On Saturday 25 May a team of Southampton scientists and medical staff returned from Everest base camp where they have been taking on one of the harshest environments known to man to further vital research into the effects of low oxygen levels on the human body.
One in five people in the UK will end up in intensive care at some point in their life and of those, 40 per cent will die. Despite intensive care being one of the most sophisticated areas of hospital care, there is still limited understanding of why some people survive and some die.
Hypoxia (lack of oxygen reaching the body’s vital organs) takes place at high altitudes but is also a common problem for patients in an intensive care unit.
Mike Grocott, who also leads the Critical Care Research Area within the Southampton National Institute for Health Research (NIHR) Respiratory Biomedical Research Unit and is Professor of Anaesthesia and Critical Care at the University of Southampton, was joined on the Xtreme Everest project by Dr Denny Levett; research nurses Kay Mitchell and Karen Linford; Clinical Scientist Dr Sandy Jack and medical student Tom Smedley, all from University Hospital Southampton NHS Foundation Trust.

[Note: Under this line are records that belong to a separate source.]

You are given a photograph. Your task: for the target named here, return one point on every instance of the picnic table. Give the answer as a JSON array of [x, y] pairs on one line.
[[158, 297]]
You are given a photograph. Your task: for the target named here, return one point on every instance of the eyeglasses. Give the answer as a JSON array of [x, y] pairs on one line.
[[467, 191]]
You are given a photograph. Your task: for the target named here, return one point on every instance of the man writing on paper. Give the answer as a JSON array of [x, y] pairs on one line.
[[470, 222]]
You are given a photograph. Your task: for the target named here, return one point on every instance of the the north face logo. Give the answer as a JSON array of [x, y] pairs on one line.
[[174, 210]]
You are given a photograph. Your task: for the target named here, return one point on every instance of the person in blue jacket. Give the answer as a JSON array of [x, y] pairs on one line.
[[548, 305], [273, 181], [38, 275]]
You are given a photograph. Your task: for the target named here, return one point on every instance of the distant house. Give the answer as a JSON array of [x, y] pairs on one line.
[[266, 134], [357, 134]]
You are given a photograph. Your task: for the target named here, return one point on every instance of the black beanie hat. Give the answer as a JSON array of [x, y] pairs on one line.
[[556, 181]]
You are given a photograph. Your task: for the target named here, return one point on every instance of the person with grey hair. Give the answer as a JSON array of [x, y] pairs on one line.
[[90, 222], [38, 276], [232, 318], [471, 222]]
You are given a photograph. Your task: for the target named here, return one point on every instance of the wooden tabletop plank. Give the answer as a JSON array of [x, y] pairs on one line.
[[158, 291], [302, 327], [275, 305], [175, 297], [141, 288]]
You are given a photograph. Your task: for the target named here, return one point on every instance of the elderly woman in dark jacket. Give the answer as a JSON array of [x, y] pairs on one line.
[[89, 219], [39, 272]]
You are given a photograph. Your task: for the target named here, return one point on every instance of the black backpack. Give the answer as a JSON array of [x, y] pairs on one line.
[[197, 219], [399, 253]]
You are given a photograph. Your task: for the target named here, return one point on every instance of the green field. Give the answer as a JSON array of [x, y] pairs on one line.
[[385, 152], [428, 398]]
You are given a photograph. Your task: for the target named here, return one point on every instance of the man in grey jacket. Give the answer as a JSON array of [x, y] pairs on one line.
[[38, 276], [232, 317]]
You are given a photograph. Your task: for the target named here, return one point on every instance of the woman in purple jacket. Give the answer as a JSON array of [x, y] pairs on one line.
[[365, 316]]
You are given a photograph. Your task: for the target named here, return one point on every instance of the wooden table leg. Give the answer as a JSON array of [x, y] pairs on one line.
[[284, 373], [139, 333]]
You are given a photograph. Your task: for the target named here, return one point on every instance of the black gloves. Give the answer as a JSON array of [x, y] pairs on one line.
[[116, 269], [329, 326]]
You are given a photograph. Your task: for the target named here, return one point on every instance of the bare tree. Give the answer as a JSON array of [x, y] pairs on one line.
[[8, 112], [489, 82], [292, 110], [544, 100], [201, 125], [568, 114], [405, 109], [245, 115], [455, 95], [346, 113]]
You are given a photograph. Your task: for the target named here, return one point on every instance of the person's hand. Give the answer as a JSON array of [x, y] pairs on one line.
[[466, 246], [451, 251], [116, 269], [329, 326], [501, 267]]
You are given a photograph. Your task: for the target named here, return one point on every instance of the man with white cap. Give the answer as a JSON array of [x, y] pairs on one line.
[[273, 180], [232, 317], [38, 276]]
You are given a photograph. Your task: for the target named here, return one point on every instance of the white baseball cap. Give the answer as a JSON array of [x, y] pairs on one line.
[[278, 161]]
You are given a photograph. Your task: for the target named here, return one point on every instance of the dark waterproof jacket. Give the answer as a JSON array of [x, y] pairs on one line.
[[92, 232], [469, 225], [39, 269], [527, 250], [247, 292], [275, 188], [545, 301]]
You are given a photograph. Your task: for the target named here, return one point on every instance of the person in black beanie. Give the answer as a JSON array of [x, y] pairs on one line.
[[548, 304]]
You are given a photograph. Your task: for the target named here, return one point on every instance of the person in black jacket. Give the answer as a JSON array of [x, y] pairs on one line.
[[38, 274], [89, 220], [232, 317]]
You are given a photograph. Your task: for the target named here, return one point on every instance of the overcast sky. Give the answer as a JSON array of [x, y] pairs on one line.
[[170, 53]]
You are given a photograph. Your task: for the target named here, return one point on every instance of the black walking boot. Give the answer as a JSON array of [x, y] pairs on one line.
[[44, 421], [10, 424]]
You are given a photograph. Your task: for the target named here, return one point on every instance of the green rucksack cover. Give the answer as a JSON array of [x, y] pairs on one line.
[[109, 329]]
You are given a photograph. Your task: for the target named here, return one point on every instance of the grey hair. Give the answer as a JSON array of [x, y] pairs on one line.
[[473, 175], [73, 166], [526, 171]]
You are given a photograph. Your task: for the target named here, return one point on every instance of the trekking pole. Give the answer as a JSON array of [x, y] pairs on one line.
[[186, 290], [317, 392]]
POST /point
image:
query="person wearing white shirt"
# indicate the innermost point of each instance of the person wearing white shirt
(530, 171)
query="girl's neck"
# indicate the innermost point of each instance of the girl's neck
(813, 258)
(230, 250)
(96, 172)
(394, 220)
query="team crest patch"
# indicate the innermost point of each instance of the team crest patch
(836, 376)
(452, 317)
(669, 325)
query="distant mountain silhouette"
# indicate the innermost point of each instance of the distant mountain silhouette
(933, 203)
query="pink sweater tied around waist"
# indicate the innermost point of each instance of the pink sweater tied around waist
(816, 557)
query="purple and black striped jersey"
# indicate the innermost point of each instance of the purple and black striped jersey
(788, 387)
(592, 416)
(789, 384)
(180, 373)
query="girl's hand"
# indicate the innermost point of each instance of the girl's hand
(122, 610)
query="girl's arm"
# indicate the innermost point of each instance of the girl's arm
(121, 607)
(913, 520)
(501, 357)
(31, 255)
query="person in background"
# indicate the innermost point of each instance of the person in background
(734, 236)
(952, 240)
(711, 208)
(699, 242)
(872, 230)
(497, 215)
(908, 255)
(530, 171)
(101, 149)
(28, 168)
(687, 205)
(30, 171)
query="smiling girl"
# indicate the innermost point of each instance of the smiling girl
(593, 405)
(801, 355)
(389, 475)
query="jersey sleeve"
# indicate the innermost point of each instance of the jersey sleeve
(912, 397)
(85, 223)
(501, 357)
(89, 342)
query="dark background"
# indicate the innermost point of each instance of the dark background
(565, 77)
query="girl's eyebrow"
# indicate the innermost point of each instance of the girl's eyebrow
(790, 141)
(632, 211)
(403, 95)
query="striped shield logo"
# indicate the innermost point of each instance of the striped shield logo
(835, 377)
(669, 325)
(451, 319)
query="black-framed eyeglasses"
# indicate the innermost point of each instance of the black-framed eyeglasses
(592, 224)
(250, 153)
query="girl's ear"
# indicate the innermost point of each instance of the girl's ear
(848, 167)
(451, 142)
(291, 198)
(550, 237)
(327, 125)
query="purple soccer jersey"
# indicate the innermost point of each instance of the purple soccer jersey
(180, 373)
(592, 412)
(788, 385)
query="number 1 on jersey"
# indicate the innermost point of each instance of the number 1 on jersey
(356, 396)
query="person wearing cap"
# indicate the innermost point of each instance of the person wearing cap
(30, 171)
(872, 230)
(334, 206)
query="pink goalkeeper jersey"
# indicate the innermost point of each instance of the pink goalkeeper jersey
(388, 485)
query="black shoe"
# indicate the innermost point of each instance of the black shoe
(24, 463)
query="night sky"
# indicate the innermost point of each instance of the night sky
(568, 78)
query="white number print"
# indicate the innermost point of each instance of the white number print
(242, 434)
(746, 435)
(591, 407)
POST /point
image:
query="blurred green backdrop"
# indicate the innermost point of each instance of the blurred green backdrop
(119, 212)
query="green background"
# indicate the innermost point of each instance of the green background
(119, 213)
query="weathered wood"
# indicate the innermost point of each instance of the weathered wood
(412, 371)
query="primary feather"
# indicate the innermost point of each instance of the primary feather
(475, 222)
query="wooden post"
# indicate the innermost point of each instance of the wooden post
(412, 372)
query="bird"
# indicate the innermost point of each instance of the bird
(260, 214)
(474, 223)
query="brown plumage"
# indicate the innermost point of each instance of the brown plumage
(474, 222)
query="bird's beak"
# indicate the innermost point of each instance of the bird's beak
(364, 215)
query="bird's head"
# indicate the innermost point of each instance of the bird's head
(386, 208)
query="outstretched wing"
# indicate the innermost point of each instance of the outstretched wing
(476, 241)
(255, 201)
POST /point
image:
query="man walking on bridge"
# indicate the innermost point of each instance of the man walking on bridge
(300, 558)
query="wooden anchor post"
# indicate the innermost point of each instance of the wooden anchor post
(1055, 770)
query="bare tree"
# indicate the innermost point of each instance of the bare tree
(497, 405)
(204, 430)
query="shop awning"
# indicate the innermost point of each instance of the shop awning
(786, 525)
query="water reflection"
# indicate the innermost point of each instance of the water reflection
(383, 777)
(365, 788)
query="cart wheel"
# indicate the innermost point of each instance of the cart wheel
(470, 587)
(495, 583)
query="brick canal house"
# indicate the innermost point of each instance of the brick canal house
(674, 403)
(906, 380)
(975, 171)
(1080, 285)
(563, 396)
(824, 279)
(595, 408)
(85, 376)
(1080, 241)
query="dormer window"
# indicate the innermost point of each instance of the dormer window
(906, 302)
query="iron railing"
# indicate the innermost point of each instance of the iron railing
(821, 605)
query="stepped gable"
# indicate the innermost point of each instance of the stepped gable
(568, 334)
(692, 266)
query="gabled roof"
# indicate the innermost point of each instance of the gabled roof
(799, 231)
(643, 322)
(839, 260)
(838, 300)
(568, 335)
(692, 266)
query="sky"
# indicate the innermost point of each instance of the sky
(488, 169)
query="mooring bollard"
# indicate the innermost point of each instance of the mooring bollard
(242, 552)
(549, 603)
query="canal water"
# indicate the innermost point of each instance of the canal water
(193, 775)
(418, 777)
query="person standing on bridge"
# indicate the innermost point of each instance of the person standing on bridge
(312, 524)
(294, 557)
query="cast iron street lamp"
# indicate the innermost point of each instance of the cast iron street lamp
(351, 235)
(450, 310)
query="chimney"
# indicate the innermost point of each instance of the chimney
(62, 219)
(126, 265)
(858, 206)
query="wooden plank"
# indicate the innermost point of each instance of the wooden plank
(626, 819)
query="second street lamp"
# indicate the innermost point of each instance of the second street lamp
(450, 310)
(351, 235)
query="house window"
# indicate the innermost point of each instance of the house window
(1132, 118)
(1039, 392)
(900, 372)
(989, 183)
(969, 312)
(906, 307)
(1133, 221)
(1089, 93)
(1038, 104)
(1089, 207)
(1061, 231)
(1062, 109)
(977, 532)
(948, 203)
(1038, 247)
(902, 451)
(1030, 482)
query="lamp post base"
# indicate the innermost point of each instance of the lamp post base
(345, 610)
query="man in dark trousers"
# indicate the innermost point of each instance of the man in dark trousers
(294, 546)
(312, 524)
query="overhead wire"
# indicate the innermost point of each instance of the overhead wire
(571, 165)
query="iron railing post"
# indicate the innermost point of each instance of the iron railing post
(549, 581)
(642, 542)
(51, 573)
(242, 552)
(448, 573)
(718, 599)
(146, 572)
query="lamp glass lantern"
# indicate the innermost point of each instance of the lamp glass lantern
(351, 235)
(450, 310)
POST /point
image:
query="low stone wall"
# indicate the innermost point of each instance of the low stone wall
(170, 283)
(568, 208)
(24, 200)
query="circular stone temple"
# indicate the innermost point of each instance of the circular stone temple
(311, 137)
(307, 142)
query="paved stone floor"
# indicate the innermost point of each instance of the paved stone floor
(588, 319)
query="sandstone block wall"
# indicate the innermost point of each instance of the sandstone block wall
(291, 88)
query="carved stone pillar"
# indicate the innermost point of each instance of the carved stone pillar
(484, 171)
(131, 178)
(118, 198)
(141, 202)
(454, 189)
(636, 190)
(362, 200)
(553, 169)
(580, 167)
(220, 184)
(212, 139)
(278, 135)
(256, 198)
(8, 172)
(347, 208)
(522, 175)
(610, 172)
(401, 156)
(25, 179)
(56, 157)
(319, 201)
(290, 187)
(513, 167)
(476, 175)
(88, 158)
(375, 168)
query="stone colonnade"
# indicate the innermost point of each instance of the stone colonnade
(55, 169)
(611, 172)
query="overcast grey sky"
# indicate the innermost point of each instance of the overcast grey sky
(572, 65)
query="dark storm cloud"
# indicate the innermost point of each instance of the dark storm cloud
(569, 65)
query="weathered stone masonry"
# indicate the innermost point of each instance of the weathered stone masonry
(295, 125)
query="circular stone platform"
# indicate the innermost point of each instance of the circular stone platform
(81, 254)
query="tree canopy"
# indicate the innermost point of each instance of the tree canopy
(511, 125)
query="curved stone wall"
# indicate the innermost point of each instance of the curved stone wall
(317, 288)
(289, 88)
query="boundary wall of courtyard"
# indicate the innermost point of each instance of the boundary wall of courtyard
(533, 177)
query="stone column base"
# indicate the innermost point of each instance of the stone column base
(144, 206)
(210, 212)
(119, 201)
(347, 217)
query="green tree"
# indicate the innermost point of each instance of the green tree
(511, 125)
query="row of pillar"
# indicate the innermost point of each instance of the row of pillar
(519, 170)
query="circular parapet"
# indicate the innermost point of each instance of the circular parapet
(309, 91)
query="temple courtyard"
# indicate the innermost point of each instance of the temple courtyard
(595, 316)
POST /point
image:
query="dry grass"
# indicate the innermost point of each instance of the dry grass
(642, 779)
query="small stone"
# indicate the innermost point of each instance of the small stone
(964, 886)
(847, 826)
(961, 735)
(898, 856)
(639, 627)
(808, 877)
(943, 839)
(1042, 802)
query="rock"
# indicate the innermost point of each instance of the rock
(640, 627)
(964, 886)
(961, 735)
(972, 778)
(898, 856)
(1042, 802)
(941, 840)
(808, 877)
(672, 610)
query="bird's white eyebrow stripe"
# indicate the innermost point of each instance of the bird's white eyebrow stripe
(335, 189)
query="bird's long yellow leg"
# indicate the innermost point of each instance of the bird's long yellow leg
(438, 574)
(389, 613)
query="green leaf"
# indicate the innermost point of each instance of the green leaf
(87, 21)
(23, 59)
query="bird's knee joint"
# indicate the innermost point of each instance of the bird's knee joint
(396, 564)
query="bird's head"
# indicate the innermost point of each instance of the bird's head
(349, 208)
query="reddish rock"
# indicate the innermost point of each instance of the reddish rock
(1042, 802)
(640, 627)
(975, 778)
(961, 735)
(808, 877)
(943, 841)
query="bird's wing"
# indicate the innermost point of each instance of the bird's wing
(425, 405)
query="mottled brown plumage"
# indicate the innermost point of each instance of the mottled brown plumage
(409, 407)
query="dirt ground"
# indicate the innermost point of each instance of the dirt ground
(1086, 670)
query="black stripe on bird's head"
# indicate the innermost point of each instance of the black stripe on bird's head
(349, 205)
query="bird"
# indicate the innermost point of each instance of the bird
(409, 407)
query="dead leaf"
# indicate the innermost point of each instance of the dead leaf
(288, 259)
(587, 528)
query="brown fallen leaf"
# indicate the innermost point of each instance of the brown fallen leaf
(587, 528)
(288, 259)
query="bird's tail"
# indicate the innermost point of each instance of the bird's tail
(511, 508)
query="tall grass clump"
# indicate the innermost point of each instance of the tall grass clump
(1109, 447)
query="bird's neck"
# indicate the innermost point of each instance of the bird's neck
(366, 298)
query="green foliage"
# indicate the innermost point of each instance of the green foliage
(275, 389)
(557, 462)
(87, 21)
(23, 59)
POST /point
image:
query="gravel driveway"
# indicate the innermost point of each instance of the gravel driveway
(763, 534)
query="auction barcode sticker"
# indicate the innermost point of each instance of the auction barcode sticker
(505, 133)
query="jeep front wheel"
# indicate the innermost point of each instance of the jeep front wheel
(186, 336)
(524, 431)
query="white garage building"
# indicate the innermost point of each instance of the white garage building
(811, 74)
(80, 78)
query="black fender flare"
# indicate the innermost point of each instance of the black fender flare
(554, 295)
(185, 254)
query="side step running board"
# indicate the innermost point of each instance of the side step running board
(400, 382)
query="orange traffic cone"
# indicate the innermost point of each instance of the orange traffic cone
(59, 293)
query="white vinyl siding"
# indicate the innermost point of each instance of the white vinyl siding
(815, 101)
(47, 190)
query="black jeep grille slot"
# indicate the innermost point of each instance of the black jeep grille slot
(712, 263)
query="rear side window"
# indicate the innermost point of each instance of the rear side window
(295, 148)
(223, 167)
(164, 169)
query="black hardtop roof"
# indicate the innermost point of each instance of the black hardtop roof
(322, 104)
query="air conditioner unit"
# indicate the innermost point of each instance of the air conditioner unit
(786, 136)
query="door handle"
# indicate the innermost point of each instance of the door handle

Xtreme Everest is a dedicated team of doctors, nurses and scientists who have been conducting investigations of human adaptation to hypoxia at high altitude, with the hope of developing novel treatments for critically ill patients suffering a similar challenge in hospital. The project is an international collaboration between the University of Southampton, University College London (London, UK) and Duke University (North Carolina, USA).